Nüssler hat deswegen an vielen Schrauben gedreht
Monoqi ist seit Anfang August kein geschlossener Shopping-Club mehr. Das heißt, Kunden können jetzt auch ohne Anmeldung bei den Berlinern bestellen. Dafür hat Nüssler dem Internet-Unternehmen auch ein dauerhaftes Sortiment verpasst. Weil 40 Prozent des Monoqi-Umsatzes mit großen Design-Möbeln gemacht werden, sollen die Kunden mehr Zeit für den Einkauf bekommen. Gleichzeitig ist es aber auch weiterhin möglich, Mitglied bei Monoqi zu werden.
Immerhin 3,4 Millionen Kunden hatten die Berliner seit der Gründung eingesammelt. Für angemeldete Nutzer solle es weiterhin zeitbegrenzte Verkaufsaktionen geben – allerdings weniger als bislang. Nüssler will so auch ein wenig Geschwindigkeit aus dem Monoqi-„Hamsterrad“ nehmen.
Denn für das Unternehmen ist das Aufspüren von schicken, aber nicht allzu teuren Designer-Möbeln aufwendig. 25 Mitarbeiter fahnden täglich in unterschiedlichen Ländern nach neuen Produkten, besuchen Messen, knüpfen Kontakte. In Berlin lässt der Shopping-Club dann jeden Artikel fotografieren. Auf der Internet-Seite präsentiert das Portal zudem Geschichten über die Designer.

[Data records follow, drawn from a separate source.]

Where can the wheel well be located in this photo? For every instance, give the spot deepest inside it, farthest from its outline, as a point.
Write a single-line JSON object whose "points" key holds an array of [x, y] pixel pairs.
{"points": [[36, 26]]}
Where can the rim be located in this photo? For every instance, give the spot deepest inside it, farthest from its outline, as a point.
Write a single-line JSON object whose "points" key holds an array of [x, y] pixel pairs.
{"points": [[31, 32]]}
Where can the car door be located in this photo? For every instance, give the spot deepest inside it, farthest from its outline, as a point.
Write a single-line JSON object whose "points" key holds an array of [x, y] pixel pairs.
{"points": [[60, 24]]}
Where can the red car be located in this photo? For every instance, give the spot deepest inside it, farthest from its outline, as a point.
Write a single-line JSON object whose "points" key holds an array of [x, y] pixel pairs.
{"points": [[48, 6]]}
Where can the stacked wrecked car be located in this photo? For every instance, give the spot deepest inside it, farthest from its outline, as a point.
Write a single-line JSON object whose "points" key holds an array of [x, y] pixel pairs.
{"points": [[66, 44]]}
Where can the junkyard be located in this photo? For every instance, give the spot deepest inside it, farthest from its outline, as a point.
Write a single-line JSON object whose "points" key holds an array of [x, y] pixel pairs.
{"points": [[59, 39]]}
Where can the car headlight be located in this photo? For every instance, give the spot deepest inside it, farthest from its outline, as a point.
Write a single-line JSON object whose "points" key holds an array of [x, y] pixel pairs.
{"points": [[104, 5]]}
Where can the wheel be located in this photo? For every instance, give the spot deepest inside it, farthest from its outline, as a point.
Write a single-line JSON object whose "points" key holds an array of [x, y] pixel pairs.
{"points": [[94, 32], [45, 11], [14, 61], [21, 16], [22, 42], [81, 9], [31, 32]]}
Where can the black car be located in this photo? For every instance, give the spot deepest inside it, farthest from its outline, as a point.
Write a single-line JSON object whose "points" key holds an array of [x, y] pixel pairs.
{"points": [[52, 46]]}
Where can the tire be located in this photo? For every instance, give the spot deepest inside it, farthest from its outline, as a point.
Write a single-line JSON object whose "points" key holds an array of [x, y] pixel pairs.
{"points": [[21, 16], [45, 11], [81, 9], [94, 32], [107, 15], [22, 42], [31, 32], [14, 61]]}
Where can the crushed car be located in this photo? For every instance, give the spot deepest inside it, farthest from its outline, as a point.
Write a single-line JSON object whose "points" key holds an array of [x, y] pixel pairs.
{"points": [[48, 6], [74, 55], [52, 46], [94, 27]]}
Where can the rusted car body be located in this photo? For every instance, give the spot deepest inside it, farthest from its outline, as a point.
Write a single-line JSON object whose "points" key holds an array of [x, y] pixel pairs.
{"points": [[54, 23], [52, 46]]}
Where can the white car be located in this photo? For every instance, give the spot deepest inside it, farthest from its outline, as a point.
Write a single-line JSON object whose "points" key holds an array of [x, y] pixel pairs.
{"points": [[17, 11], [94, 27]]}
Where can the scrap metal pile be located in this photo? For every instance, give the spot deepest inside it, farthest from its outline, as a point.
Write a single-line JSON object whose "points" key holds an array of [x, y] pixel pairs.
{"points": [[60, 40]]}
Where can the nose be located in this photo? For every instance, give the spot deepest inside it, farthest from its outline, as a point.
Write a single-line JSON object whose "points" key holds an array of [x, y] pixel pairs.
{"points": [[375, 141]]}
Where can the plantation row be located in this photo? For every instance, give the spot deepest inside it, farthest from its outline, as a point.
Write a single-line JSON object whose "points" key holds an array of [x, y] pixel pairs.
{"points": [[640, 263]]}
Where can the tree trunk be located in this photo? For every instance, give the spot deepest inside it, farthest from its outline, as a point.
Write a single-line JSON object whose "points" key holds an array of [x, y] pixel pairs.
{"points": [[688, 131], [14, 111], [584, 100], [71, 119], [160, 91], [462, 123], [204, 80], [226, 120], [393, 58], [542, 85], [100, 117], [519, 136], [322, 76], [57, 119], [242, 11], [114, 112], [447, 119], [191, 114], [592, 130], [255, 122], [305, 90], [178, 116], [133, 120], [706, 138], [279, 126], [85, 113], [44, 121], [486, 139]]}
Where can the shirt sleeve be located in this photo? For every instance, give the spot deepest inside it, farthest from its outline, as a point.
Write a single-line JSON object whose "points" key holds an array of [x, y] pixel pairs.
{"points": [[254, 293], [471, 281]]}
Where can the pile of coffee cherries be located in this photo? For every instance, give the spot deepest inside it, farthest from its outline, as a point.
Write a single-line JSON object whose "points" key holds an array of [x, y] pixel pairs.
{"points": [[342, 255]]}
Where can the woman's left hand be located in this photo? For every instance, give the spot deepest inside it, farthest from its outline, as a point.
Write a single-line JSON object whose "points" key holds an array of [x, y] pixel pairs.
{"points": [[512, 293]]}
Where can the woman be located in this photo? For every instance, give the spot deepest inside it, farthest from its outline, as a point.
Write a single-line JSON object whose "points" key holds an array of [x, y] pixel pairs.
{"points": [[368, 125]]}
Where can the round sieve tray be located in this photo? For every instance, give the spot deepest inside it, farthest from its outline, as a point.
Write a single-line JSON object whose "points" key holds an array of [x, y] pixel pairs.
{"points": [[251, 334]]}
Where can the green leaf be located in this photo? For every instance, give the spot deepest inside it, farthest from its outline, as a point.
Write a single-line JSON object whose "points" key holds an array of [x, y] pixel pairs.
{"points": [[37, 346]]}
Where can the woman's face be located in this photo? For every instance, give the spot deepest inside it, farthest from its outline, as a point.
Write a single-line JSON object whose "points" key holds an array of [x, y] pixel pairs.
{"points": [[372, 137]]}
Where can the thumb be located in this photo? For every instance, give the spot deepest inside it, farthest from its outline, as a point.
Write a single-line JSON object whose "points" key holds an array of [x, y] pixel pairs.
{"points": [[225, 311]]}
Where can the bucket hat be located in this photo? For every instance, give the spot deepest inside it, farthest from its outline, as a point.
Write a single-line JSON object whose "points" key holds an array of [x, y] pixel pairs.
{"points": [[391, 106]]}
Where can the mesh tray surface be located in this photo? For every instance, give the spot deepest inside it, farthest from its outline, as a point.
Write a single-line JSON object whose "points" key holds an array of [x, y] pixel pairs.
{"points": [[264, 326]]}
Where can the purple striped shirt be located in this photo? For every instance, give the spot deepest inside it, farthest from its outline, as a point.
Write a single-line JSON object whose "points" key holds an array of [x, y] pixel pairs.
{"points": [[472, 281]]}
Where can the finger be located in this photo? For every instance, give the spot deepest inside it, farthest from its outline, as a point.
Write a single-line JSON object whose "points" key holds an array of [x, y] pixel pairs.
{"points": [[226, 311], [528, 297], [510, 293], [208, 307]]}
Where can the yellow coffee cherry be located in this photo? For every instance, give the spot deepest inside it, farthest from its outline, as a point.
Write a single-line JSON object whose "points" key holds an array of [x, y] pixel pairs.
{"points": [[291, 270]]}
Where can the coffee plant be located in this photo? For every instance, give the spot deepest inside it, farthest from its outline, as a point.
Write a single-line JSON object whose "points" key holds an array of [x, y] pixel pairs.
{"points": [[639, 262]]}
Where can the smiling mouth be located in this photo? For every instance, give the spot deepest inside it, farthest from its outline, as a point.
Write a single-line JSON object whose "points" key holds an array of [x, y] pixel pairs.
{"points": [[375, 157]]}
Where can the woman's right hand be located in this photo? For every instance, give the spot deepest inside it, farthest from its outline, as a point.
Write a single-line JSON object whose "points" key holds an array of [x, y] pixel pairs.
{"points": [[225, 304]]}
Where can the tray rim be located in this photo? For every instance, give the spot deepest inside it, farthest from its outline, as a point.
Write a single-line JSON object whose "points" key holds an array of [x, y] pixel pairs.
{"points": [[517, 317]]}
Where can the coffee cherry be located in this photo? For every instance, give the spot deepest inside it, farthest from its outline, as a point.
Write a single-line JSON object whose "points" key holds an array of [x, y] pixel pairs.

Nüssler sagt, seitdem Monoqi nicht mehr ausschließlich ein geschlossener Einkaufs-Club ist, seien die Verkäufe gestiegen. Doch für eine Entwarnung ist es zu früh. Fraglich ist auch, wie viel Geduld die Investoren aufbringen. Ein Jahr habe Monoqi bekommen, um „richtig in Fahrt zu kommen“, sagt Niels Nüssler. Das war im Februar. Doch selbst kleines, aber gesundes Wachstum reicht im Internet-Handel manchmal nicht aus. Das hatte in Berlin zuletzt das Beispiel Dawanda gezeigt. Der Online-Marktplatz für handgemachte Raritäten hatte Ende August dichtgemacht.
Als Internet-Pionier mit „Ad Pepper“ erfolgreich
Auch Niels Nüssler hat eine Dawanda-Vergangenheit. Der Däne führte den Marktplatz zwischen Januar 2016 und Oktober 2017 in die schwarzen Zahlen. Davor leitete er den Hamburger Stoffe-Online-Shop „fabfab“, Europas führenden Tuch- und Kurzwarenhändler. Der Unternehmer hat aber auch eine Vergangenheit als Internet-Pionier. Im Jahr 2000 brachte er den Online-Werbevermarkter „Ad Pepper“ an die Frankfurter Börse. Das war kurz bevor die sogenannte Dotcom-Blase platzte, die Millionen-Verluste für viele Anleger brachte. Doch Nüssler und seine Mitstreiter hatten Glück. Weil bei „Ad Pepper“ noch viel Geld floss, gelang es, das Unternehmen neu aufzustellen.
Bei Monoqi muss sich Niels Nüssler jetzt aber auch gegen mächtige Konkurrenten wehren: Die Möbel-Onlinehändler Westwing und Home24 kommen auf deutlich mehr Umsatz als die kleine Berliner Design-Plattform. Beide Unternehmen sind aus dem Hause der Berliner Beteiligungsgesellschaft Rocket Internet. Nüssler ist dennoch optimistisch, Monoqi wieder auf Kurs bringen zu können. Für den Shopping-Club ist es wohl die letzte Chance. Gelingt der Umschwung nicht, dürfte eine mögliche Pleite auch dem Dänen selbst etwas wehtun: Nüssler hält seit seinem Einstieg bei Monoqi einen Minderheitsanteil an dem Unternehmen.